Unico grafico nel quale il nostro Paese occupa la parte bassa della tabella, è quello che descrive il numero di detenuti in rapporto a ciascun agente di polizia penitenziaria: nettamente sotto la metà della classifica, l’Italia conta 1,4 reclusi per ciascun poliziotto, a fronte di una media europea di 1,6 e con la Turchia al top della graduatoria con 4,9 carcerati per agente.

IN QUESTA SITUAZIONE, le misure deflattive previste dal ministro Bonafede nel decreto «Cura Italia» sono insufficienti e al momento anche inapplicabili per l’indisponibilità dei braccialetti elettronici, obbligatori per concedere i domiciliari ai detenuti con pena residua (esclusi reati gravi) inferiore ai 18 mesi.

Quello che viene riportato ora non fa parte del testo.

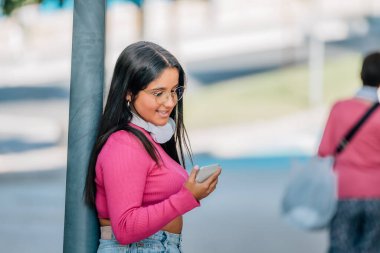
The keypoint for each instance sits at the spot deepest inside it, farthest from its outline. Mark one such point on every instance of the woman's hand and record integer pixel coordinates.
(202, 190)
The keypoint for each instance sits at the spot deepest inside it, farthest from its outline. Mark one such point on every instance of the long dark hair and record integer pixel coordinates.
(138, 65)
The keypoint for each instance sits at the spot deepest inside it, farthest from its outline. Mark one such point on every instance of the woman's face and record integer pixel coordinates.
(146, 104)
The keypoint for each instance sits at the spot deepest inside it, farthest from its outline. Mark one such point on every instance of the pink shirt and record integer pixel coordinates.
(358, 166)
(137, 195)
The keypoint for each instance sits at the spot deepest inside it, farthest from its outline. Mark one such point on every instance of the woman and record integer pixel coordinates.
(356, 225)
(135, 179)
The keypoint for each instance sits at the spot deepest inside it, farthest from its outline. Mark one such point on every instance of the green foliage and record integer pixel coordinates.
(10, 5)
(269, 95)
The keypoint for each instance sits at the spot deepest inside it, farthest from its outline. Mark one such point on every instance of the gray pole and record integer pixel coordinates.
(86, 102)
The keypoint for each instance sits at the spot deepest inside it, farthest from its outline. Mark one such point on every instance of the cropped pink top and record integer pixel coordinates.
(138, 195)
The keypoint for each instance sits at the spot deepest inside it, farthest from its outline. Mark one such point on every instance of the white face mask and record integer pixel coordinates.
(160, 134)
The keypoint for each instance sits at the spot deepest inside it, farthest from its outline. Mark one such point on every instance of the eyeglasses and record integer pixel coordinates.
(163, 96)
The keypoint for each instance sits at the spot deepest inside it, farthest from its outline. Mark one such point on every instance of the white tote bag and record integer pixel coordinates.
(310, 198)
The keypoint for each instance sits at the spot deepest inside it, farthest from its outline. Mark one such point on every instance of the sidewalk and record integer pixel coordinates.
(290, 135)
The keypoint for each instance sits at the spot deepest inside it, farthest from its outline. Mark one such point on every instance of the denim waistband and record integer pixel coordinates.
(107, 234)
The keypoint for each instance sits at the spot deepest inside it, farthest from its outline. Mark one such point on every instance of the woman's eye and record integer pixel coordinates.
(157, 93)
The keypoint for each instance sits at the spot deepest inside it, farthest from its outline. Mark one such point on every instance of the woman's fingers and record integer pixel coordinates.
(193, 173)
(214, 176)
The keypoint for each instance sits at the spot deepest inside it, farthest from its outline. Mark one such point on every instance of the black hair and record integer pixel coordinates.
(139, 64)
(370, 73)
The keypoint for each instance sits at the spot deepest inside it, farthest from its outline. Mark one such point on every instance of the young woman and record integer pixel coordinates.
(135, 179)
(356, 225)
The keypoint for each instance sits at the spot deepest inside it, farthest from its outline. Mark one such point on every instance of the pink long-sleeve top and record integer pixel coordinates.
(358, 166)
(136, 194)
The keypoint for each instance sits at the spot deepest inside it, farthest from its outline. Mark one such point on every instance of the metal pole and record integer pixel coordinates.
(86, 102)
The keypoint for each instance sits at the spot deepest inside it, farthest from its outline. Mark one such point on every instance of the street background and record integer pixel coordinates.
(261, 78)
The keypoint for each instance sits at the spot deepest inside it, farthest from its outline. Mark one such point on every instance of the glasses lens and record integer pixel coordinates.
(179, 92)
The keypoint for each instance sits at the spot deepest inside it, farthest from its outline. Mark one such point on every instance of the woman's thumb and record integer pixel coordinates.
(194, 173)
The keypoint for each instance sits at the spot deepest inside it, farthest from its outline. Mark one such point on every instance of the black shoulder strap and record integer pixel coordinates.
(343, 143)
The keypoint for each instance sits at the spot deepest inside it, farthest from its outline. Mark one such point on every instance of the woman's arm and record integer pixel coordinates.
(125, 166)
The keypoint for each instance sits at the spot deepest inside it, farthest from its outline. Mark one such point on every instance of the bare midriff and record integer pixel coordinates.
(175, 226)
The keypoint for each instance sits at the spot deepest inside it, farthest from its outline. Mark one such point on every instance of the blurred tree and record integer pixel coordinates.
(11, 5)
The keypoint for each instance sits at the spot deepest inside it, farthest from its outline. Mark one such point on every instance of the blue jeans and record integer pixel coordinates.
(160, 242)
(356, 227)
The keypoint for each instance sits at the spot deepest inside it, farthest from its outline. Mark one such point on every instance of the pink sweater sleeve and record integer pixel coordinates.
(125, 166)
(328, 145)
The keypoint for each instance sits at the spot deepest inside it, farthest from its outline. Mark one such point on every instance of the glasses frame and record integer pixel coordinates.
(166, 94)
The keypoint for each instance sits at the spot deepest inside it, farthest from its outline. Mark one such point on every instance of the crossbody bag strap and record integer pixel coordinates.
(343, 143)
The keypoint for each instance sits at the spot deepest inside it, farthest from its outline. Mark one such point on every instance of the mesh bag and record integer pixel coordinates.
(310, 198)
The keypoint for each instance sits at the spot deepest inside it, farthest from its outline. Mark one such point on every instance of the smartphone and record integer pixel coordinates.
(205, 172)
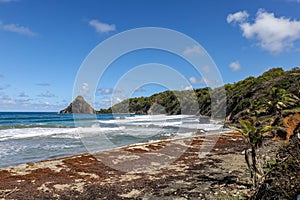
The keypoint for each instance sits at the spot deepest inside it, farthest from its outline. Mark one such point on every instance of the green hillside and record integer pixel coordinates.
(259, 95)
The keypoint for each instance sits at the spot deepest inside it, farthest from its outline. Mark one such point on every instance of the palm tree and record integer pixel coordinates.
(254, 134)
(281, 99)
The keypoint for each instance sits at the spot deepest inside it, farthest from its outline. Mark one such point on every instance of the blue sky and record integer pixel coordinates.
(43, 43)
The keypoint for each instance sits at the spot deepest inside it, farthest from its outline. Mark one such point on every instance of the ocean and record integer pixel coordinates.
(35, 136)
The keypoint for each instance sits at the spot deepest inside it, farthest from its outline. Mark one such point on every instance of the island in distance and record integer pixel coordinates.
(79, 105)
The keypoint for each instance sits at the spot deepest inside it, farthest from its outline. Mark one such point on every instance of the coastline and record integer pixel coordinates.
(148, 170)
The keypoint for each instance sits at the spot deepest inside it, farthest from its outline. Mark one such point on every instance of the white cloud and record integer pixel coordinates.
(102, 27)
(193, 80)
(207, 69)
(188, 87)
(194, 50)
(235, 66)
(43, 84)
(23, 94)
(240, 16)
(15, 28)
(84, 88)
(139, 89)
(274, 34)
(107, 91)
(47, 95)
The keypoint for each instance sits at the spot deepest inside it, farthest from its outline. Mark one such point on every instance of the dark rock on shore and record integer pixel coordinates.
(79, 105)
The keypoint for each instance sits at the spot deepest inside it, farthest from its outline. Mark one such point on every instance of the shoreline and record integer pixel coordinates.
(148, 171)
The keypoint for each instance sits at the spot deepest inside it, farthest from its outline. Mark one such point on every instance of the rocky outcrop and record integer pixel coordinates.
(79, 105)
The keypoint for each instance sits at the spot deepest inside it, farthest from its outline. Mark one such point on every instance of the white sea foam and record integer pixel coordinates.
(24, 133)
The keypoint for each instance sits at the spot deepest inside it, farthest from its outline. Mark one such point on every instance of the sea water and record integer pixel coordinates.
(34, 136)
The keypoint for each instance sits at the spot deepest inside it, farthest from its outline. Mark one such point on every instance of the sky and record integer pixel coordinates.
(43, 45)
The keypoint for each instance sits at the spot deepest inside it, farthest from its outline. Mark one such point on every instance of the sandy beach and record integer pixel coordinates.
(143, 171)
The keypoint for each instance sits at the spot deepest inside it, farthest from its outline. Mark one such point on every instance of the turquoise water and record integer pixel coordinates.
(30, 137)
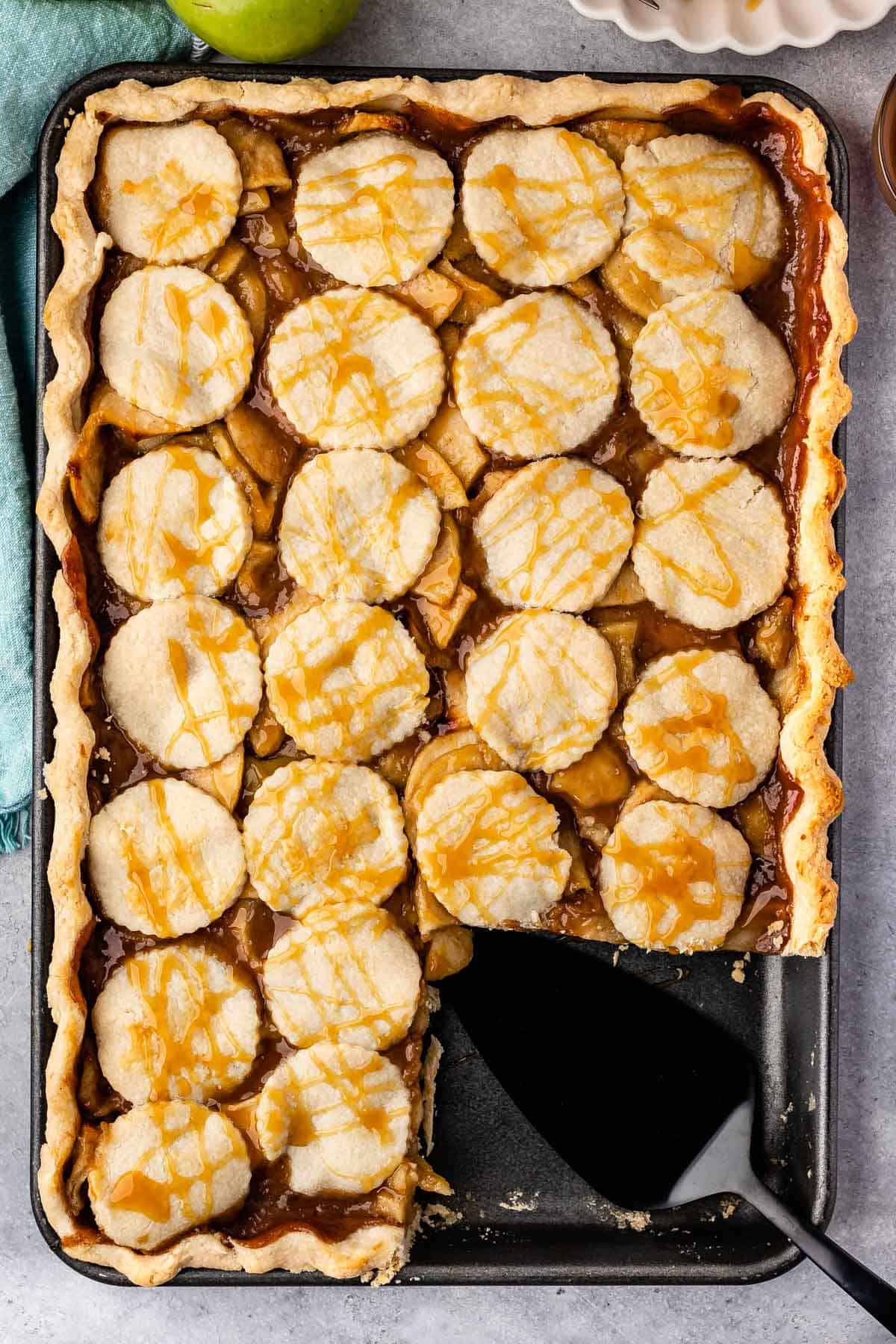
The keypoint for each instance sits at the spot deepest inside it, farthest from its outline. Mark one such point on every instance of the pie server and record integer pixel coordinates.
(644, 1097)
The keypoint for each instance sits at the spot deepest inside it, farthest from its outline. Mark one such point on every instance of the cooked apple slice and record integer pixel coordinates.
(444, 621)
(477, 296)
(223, 780)
(449, 951)
(615, 134)
(441, 577)
(600, 779)
(450, 436)
(432, 295)
(430, 465)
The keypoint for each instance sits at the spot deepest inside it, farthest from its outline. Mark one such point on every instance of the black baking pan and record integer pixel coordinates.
(524, 1216)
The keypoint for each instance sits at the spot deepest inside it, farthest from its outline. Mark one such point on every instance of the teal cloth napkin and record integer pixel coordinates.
(45, 47)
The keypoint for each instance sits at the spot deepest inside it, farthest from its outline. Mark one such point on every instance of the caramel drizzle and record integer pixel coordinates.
(337, 983)
(195, 206)
(703, 201)
(532, 405)
(395, 217)
(349, 389)
(181, 1050)
(553, 526)
(340, 839)
(314, 697)
(292, 1122)
(521, 679)
(500, 831)
(348, 538)
(193, 1187)
(573, 203)
(665, 874)
(202, 550)
(183, 875)
(722, 586)
(684, 744)
(215, 645)
(695, 402)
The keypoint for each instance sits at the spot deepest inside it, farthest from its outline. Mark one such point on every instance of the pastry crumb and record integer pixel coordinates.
(440, 1216)
(635, 1219)
(517, 1203)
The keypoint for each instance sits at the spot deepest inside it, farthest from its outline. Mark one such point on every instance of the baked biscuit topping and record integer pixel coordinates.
(709, 378)
(340, 1115)
(543, 206)
(536, 376)
(700, 726)
(173, 522)
(358, 524)
(348, 974)
(374, 210)
(164, 859)
(176, 344)
(324, 833)
(183, 680)
(487, 846)
(352, 369)
(711, 542)
(167, 194)
(555, 535)
(714, 194)
(176, 1023)
(672, 875)
(541, 690)
(164, 1169)
(347, 680)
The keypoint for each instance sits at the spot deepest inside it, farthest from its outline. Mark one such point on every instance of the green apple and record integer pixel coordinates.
(267, 30)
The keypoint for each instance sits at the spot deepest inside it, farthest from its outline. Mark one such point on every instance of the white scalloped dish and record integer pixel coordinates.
(744, 26)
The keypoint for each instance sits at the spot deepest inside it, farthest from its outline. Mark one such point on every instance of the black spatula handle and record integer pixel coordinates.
(871, 1292)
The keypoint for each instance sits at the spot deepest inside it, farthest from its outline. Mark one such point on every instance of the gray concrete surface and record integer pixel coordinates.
(42, 1300)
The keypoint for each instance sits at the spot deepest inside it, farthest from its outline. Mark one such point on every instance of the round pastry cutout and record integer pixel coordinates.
(374, 210)
(358, 524)
(536, 376)
(324, 833)
(346, 972)
(173, 522)
(488, 848)
(711, 542)
(714, 194)
(700, 726)
(541, 690)
(183, 679)
(166, 858)
(355, 369)
(173, 343)
(176, 1023)
(163, 1169)
(673, 877)
(656, 265)
(541, 208)
(347, 680)
(340, 1115)
(555, 535)
(167, 194)
(709, 378)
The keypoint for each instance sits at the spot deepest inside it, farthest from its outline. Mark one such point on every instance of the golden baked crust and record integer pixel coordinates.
(815, 672)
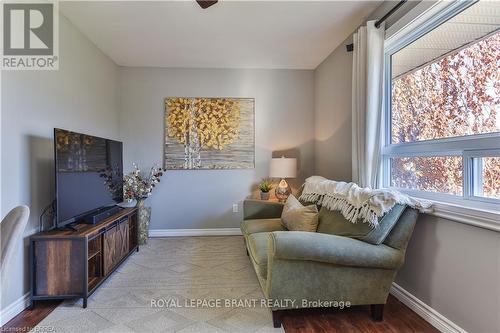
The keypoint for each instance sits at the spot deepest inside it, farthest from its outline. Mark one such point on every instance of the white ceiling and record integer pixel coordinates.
(230, 34)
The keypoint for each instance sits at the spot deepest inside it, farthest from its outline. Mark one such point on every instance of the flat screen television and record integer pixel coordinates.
(88, 173)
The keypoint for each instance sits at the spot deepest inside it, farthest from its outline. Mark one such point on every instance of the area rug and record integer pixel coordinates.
(177, 284)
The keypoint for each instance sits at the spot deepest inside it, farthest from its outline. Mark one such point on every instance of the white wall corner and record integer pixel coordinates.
(14, 309)
(430, 315)
(194, 232)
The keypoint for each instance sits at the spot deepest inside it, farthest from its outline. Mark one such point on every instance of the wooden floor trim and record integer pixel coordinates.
(398, 318)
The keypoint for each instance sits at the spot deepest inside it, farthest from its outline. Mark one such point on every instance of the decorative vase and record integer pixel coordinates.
(264, 195)
(144, 214)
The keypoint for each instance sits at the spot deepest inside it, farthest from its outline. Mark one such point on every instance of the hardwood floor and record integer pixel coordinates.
(28, 319)
(397, 319)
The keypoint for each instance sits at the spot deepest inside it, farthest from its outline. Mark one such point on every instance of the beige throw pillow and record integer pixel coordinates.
(296, 217)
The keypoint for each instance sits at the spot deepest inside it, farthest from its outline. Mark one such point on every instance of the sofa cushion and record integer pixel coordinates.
(332, 222)
(257, 249)
(249, 227)
(296, 217)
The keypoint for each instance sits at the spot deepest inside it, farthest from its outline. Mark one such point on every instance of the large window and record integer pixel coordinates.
(442, 133)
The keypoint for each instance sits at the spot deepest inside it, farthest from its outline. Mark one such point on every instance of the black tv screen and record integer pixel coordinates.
(89, 174)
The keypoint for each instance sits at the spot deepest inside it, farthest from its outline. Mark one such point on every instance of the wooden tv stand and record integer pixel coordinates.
(73, 264)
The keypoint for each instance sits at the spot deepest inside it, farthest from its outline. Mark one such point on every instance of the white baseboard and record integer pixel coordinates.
(14, 309)
(430, 315)
(194, 232)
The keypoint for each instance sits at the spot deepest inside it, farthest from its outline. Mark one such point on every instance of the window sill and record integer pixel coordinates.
(482, 218)
(476, 213)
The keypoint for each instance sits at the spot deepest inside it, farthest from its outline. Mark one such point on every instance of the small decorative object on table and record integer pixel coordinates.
(139, 187)
(283, 168)
(265, 186)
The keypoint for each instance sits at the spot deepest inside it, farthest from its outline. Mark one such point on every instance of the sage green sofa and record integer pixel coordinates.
(317, 267)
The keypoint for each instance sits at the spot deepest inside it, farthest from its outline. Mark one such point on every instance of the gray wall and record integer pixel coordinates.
(450, 266)
(82, 96)
(284, 122)
(332, 113)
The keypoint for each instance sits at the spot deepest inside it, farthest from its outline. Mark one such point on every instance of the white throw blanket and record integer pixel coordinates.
(354, 202)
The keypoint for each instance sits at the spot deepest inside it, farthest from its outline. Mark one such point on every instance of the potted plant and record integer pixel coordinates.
(138, 186)
(265, 186)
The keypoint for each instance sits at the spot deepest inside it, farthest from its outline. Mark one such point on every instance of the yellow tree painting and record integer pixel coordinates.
(209, 133)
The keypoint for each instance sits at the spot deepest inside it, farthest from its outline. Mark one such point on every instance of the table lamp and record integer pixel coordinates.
(283, 167)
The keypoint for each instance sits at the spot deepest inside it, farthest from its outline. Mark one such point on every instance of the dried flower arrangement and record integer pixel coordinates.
(139, 186)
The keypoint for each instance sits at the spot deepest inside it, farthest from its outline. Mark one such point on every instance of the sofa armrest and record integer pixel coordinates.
(259, 209)
(336, 250)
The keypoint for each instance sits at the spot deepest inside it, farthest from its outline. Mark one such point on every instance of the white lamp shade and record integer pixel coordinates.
(283, 168)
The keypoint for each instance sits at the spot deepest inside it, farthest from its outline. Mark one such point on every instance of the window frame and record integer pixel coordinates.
(469, 147)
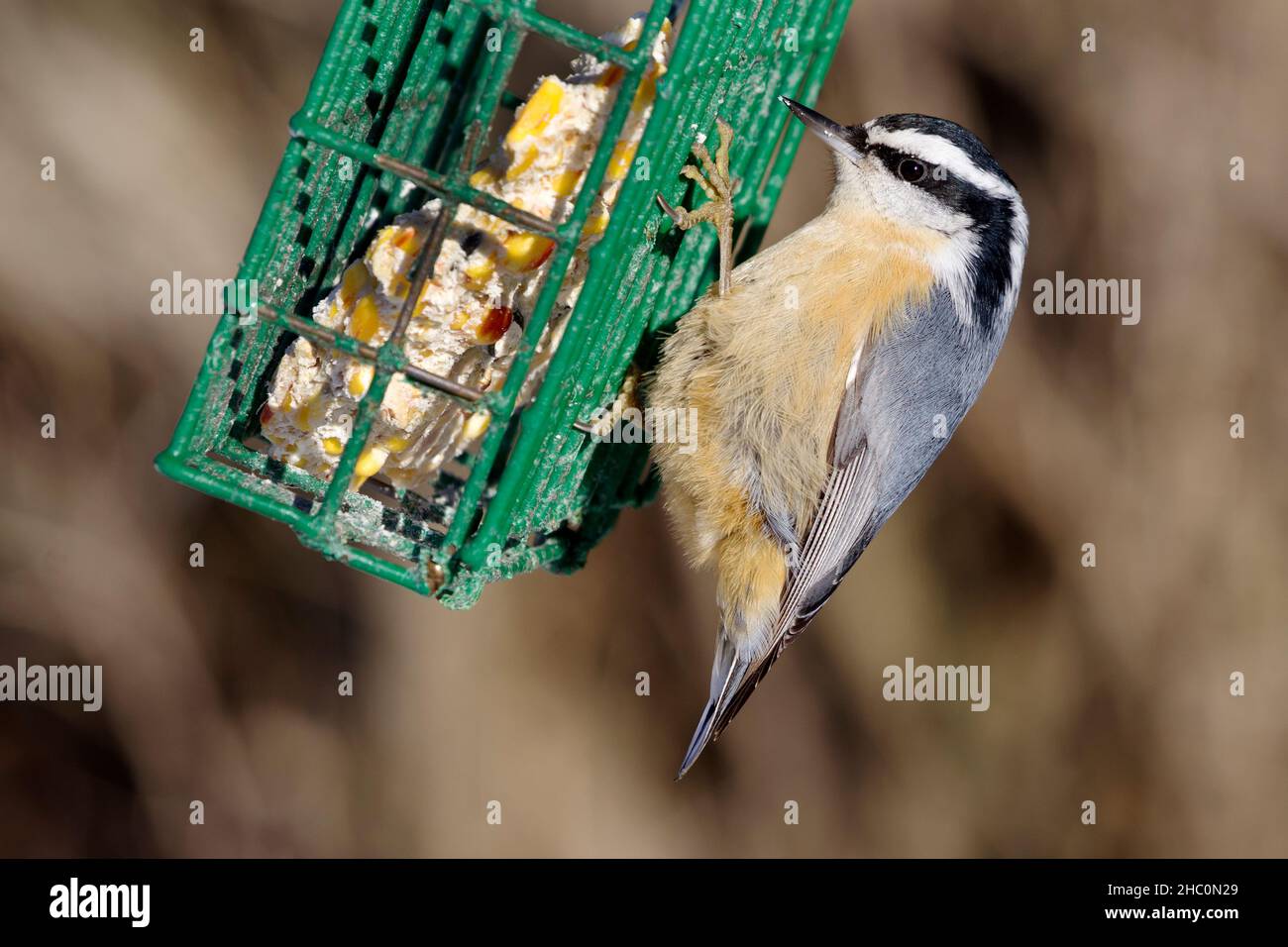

Se qualcosa si muove è solo grazie al mutato clima generale nelle procure, come dimostra l’iniziativa del procuratore di Milano Francesco Greco che, come spiega l’Unione delle camere penali, «ha adottato una direttiva per i propri sostituti con la quale invita a sospendere la richiesta di misure cautelari personali se non “per reati con modalità violente” o di “eccezionale gravità”».

Una direttiva che, sottolineano gli avvocati penalisti, «è soprattutto la dimostrazione plastica della effettiva esistenza della emergenza carceraria confermata in aperto contrasto con la irresponsabile teoria negazionista del Ministro della Giustizia, dal quale ora ci attendiamo non solo le risposte alle domande che da settimane gli rivolgiamo, ma anche una pubblica valutazione sulla supplenza che la magistratura è quotidianamente costretta a svolgere rispetto al disinteresse del governo».